TOPOGRAPHIC INFLUENCE ON SPATIAL DISTRIBUTION OF PRECIPITATION AND SURFACE TEMPERATURE IN THE CASE OF BAKHMAL DISTRICT, JIZZAKH REGION
DOI:
https://doi.org/10.55640/Keywords:
Bakhmal District; Jizzakh Region; Land Surface Temperature (LST); MODIS MOD11A2; CHIRPS precipitation; SRTM DEM; elevation gradient; temperature lapse rate; topographic effects; hydrothermal regime.Abstract
This study quantifies the topographic control on the spatial distribution of surface temperature and precipitation in the Bakhmal District of the Jizzakh Region, Uzbekistan. We combined MODIS LST (MOD11A2, 2001–2024), the SRTM DEM, and CHIRPS daily precipitation to (i) derive annual mean Land Surface Temperature (LST), (ii) stratify the terrain into elevation belts, and (iii) evaluate the roles of elevation and slope in shaping hydrothermal patterns. Annual mean LST ranged from ~17 to 22 °C, whereas annual precipitation varied between ~315 and 720 mm yr⁻¹. A strong inverse temperature lapse was detected: the linear model LST = 30.57 – 0.00696·Elevation (°C; Elevation in m) explained 90.4% of LST variance (R²=0.9039), equivalent to ~0.70 °C cooling per 100 m rise in elevation.

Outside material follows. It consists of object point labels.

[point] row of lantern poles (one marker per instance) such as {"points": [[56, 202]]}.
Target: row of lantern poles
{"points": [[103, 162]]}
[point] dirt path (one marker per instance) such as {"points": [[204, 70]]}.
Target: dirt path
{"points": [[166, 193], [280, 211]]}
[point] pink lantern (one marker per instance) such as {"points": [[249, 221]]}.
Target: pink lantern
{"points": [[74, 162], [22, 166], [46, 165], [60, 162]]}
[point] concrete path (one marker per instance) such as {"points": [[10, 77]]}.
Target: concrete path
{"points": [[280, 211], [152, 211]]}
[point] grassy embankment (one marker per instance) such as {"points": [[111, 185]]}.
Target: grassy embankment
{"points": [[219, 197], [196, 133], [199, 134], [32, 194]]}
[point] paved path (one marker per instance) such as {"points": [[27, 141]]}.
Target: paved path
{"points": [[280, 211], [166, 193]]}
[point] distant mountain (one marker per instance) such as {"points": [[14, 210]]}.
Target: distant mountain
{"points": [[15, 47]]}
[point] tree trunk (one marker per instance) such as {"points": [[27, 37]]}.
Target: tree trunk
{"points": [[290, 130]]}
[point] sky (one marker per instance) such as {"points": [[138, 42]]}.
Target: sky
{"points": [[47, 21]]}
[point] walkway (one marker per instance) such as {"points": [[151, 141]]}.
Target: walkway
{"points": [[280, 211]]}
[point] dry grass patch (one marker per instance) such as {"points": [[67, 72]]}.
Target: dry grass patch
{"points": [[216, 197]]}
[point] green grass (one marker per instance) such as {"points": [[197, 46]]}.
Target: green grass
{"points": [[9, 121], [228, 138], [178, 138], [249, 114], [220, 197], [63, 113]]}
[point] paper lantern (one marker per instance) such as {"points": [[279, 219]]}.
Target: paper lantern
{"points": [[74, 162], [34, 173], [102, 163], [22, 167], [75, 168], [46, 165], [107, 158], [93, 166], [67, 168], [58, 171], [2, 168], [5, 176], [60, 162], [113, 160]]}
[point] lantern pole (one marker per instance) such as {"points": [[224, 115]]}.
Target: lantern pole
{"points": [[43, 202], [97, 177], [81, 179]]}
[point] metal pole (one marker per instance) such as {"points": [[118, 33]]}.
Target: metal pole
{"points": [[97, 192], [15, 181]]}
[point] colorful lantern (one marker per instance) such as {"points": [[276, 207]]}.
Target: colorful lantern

In contrast, the relationship between mean precipitation and slope was weak (R²=0.0169), with a fitted line P = 500.11 + 2.88·Slope (mm; Slope in degrees), indicating that synoptic circulation and moisture pathways likely dominate over local slope effects at this scale. The results demonstrate that elevation is the primary determinant of thermal gradients in Bakhmal, while precipitation responds only marginally to relief. The framework provides transferable evidence for agroclimatic zoning, drought-risk screening, and terrain-aware land management in semi-arid mountain foothills of Central Asia.